In a year of uncertainty, altered timelines and general chaos, the Minnesota Timberwolves knew three months before Wednesday's NBA Draft that they would be making the No. 1 overall pick. Yet, up until just before NBA commissioner Adam Silver announced their selection of Georgia guard Anthony Edwards, it was unclear what the Timberwolves planned to do with the pick.
In fact, the Timberwolves were working the phones "discussing possible trade scenarios," until just minutes before the pick became official, according to ESPN's Adrian Wojnarowski. While an optimist may see that and choose to applaud Timberwolves' president of basketball operations Gersson Rosas for conducting his due diligence in an effort to turn the fortunes of a woebegone franchise, reality may not be so rosy.
The truth appears to be that Minnesota had three months to convince itself of who to pick, yet lacked the conviction to commit fully to Edwards until just minutes before the moment of reckoning, when it became clear that no acceptable trade offers were available. Looking at what Edwards did at Georgia last season, who could blame the Timberwolves for their desire to shop the pick?
To be clear, Rosas told reporters Wednesday night that Edwards stood "head and shoulders" above the competition as the franchise considered who to take. But that can be interpreted more as an indictment of a weak draft than a ringing endorsement for a shooting guard who made just 29.4 percent of his 3-point shots in college last season. For a franchise that just traded an underwhelming former No. 1 overall pick in January when it parted with Andrew Wiggins, Edwards carries some alarming similarities.
Both were one-and-done guards considered the No. 1 overall player in their respective recruiting classes by 247Sports. Neither did anything in college to hurt their NBA Draft stock, but neither were the model of efficiency during their brief college careers, either. Wiggins was actually a better 3-point shooter than Edwards, though Edwards showed more promise as a distributor.
So what reason is there to believe that Edwards will be the difference maker that Wiggins never was in the Timberwolves' push to consistently compete in the ever-difficult Western Conference? An examination of Edwards' intangibles reveals more questions than answers with just over a month to go until he is scheduled to begin his NBA career.
Edwards practically waved a red flag in Minnesota's face with comments made to ESPN in a story published earlier this week by saying of basketball that, "it's a job." He did say that "I love basketball." But that was preceded by Edwards remarking that "I'm still not really into it." At best, that's just the immaturity of a 19-year-old coming through. At worst, it's an indictment of his desire to be an elite player and a sign that he will lack the drive necessary to help the Timberwolves get traction.

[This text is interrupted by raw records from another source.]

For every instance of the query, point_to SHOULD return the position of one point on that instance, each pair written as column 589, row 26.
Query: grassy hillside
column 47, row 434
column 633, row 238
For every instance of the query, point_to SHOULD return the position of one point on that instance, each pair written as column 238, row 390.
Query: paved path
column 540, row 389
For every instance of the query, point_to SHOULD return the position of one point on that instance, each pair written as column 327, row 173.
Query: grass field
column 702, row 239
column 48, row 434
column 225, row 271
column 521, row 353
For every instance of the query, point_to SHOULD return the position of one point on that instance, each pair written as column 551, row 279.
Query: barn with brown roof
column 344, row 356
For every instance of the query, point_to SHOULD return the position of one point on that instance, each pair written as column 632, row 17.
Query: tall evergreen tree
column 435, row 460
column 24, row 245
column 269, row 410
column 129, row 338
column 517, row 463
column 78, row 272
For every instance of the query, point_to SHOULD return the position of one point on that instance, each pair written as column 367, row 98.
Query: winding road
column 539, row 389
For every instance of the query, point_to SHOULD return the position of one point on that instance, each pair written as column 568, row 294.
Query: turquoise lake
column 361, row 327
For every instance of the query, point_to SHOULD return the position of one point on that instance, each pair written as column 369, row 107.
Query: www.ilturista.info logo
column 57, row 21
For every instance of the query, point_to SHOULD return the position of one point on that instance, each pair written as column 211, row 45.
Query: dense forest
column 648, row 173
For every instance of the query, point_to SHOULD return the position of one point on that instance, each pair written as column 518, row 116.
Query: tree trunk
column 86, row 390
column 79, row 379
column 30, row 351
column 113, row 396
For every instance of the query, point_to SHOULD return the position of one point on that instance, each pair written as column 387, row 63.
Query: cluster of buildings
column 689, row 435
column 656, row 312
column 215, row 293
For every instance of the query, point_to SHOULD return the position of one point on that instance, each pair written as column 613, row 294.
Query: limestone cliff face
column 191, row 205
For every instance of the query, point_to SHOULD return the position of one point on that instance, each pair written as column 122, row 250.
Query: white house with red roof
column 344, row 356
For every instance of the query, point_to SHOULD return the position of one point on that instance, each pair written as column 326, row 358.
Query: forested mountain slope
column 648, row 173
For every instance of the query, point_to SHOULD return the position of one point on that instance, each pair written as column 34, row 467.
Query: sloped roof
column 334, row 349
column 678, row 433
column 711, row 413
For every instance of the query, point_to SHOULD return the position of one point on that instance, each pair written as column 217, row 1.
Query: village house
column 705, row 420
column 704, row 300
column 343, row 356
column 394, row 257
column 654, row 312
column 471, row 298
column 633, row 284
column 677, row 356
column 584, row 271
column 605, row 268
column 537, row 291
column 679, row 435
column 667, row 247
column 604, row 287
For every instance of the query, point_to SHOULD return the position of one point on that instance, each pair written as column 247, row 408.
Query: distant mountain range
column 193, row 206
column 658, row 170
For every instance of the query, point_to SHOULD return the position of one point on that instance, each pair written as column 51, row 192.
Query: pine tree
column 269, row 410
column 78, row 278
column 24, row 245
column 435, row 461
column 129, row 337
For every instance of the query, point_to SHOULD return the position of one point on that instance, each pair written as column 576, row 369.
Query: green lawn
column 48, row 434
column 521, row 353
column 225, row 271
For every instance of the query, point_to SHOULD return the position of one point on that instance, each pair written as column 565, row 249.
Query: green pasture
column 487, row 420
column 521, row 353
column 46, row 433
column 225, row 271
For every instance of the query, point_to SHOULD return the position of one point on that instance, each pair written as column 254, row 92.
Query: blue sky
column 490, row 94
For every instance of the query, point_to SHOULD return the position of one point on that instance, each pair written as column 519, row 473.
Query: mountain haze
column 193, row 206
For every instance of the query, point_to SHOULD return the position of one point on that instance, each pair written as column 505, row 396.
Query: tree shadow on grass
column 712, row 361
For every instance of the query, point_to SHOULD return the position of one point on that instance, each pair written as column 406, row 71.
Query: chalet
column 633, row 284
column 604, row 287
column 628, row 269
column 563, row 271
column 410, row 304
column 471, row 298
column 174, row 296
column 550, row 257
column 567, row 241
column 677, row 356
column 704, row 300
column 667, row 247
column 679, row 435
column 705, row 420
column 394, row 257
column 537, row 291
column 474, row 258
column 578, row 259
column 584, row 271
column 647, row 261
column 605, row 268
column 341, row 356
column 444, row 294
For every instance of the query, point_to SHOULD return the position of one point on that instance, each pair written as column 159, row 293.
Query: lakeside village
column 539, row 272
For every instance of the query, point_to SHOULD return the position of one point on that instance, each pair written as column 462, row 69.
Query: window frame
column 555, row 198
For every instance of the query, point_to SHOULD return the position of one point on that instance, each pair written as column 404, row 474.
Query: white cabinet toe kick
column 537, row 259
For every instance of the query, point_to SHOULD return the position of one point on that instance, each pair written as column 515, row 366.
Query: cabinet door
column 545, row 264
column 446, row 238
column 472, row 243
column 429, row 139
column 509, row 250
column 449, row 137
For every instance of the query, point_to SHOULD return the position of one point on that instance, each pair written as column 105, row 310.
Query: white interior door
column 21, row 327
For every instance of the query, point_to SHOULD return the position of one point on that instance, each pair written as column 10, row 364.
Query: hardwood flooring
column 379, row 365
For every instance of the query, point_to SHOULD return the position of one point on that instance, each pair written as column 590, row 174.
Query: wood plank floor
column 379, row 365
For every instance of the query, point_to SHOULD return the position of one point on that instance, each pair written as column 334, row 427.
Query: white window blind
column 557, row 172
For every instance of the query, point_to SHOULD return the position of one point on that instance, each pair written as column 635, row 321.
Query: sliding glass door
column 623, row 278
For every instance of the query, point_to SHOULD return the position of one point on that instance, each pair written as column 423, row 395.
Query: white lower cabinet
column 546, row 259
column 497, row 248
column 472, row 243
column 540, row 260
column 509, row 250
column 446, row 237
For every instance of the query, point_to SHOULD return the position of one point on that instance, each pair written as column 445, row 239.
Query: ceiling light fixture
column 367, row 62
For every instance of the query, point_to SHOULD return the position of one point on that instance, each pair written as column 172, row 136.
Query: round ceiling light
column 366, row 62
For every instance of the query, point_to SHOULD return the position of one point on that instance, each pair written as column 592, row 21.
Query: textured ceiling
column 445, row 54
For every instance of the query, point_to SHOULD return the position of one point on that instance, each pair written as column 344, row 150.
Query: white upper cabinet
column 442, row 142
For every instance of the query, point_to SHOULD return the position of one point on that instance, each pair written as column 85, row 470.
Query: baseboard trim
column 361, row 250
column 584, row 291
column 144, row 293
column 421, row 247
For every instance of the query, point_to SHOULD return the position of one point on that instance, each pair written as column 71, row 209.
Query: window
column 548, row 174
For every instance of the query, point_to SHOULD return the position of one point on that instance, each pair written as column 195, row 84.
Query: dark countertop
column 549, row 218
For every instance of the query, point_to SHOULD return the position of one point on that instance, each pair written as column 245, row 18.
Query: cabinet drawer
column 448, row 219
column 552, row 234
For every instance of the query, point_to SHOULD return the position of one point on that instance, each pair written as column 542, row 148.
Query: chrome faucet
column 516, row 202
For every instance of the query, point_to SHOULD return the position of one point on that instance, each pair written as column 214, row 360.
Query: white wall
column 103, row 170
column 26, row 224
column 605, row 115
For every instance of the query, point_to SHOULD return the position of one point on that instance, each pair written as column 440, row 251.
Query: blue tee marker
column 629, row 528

A player with Edwards' natural talent can be a good NBA player -- just as Wiggins is a good NBA player -- but teams don't draft someone No. 1 overall hoping they will be good. It takes a different level of commitment to embrace the grind of an 82-game season and not just survive it but actually thrive within it and become great. But that's what is expected from No. 1 overall picks.
It was hard to watch Wednesday night's festivities and not be touched by the emotion expressed by so many of those selected. One who stood out was Obi Toppin, who fell to the Knicks at No. 8 overall. Though he surely expected to be picked sooner, Toppin fought back tears of joy as he acknowledged that, "a lot of people pray to be in this position, and I'm not going to take it for granted."
Edwards, by contrast, seemed pleased but not particularly moved to be taken No. 1 overall. Comparing their reactions to being drafted may seem like splitting hairs. But how about comparing them as players? When Georgia and Dayton met in the Maui Invitational last November, Edwards finished with six points on 2-of-10 shooting with no assists and three turnovers in 28 minutes. Toppin finished with 25 points and led his Dayton Flyers to an 80-61 victory.
Ultimately, Minnesota may have truly believed Edwards was the best player in the draft. But is he a winner? There is a difference.